Avec seulement trois individus encore en vie, la célèbre communauté de chimpanzés de Bossou, en Guinée forestière, frôle l’extinction. Stable pendant des décennies, cette population unique au monde a été décimée par les épidémies et la fragmentation de son habitat. Face à cette situation critique, l’Institut de recherche sur la Biodiversité aux Monts Nimba (IReB-MN), en synergie avec les scientifiques, les autorités et les communautés locales, déploie un plan de sauvetage de la dernière chance.

Chronique d’une extinction annoncée : de 21 à 3 individus
L’histoire moderne des chimpanzés de Bossou s’est accélérée en 1976 avec le lancement d’un programme international de recherche à long terme. À l’époque, la communauté comptait 21 individus, une taille qui s’est maintenue grâce à un équilibre fragile avec les populations humaines locales.
Le grand tournant de cette crise remonte à 2003, lorsqu’une violente épidémie de maladies respiratoires a emporté cinq chimpanzés d’un coup. Ce traumatisme sanitaire a marqué le début d’une spirale descendante. Au cours de la dernière décennie, le déclin s’est dramatiquement accéléré : la communauté est passée de huit membres à seulement trois survivants.
Sur les cinq dernières disparitions, deux vieilles femelles ont été retrouvées mortes dans la forêt, tandis que le destin des trois autres reste un mystère, oscillant entre décès invisible et une improbable émigration.
Urgence absolue : le plan d’action immédiat (2026–2028)
Face à ce seuil critique où chaque perte équivaut à une extinction définitive, une stratégie d’urgence est déployée sur le terrain. Elle s’articule autour de trois axes névralgiques :
Bouclier sanitaire et suivi quotidien

Les maladies respiratoires d’origine humaine restant la menace numéro un, les protocoles scientifiques et touristiques se durcissent :
Zéro contact : Instauration d’une distance minimale d’observation stricte et port obligatoire du masque pour les chercheurs et de rares visiteurs.

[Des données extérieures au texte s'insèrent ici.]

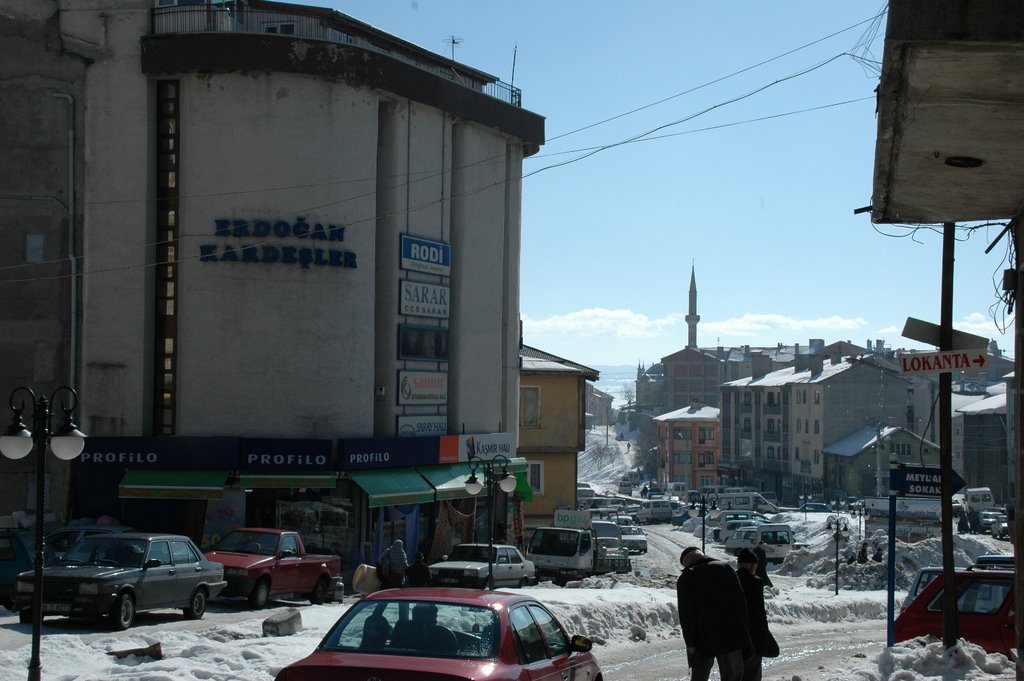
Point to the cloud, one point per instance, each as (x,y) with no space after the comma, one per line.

Suivi vétérinaire : Création d’une unité locale d’intervention d’urgence et formation d’écogardes pour détecter le moindre symptôme.

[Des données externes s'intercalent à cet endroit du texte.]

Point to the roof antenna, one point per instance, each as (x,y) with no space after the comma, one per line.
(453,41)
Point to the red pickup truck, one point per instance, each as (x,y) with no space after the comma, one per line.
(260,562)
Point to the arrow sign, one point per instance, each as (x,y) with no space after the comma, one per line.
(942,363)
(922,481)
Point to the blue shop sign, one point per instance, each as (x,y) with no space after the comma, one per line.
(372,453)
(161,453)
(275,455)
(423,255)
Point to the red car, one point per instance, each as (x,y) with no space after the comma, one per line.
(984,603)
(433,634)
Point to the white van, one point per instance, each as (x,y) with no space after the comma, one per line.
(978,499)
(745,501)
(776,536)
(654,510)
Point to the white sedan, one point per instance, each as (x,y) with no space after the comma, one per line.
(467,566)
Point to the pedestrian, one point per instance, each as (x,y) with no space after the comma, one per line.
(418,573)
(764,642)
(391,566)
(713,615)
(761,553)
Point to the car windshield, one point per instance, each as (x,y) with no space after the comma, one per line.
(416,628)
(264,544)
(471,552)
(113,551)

Rompre l’isolement par un corridor forestier
L’un des plus grands défis de Bossou est son insularité écologique. Coincés dans une poche forestière résiduelle, les chimpanzés souffrent d’isolement génétique. Le grand chantier de la décennie consiste à développer un corridor forestier reliant Bossou aux forêts voisines du Mont Nimba pour permettre, à terme, l’arrivée de nouveaux individus.
Le pacte communautaire : l’humain au centre du projet
La conservation ne se fera pas contre les populations locales, mais avec elles. Pour réduire la pression anthropique sur la forêt, le plan de sauvetage mise sur une stratégie d’économie verte structurée en trois piliers complémentaires.
D’une part, la création d’emplois verts favorise l’implication directe de la communauté à travers le recrutement de jeunes écogardes, de guides et de pisteurs locaux, ainsi que la mise en place de comités villageois de protection. D’autre part, le développement d’alternatives économiques durables telles que l’apiculture, la gestion de pépinières forestières et l’écotourisme scientifique offre de nouvelles sources de revenus aux habitants. Enfin, un volet indispensable dédié à l’éducation et à la culture vient ancrer cette démarche dans le temps grâce à l’introduction de programmes environnementaux dans les écoles, la diffusion d’émissions de sensibilisation sur les radios en langues locales et l’institutionnalisation d’une « Journée des chimpanzés ».
Une alliance internationale pour financer le sauvetage
Pour porter cette ambition, la Guinée active ses réseaux diplomatiques et scientifiques. La délimitation stricte des zones de conservation intégrale et les patrouilles anti-braconnage demandent des ressources massives.
L’IReB-MN et ses partenaires se tournent vers les grands bailleurs internationaux comme l’UNESCO, l’UICN, le WWF, le Jane Goodall Institute, ainsi que les universités japonaises, pionnières de la recherche à Bossou.
En première ligne sur le terrain, l’IReB-MN reste le garant de cette synergie scientifique et communautaire. À travers ce plaidoyer international, l’institut entend capter des financements d’urgence liés au climat et à la biodiversité pour prouver que la Guinée refuse de voir s’éteindre ce trésor national.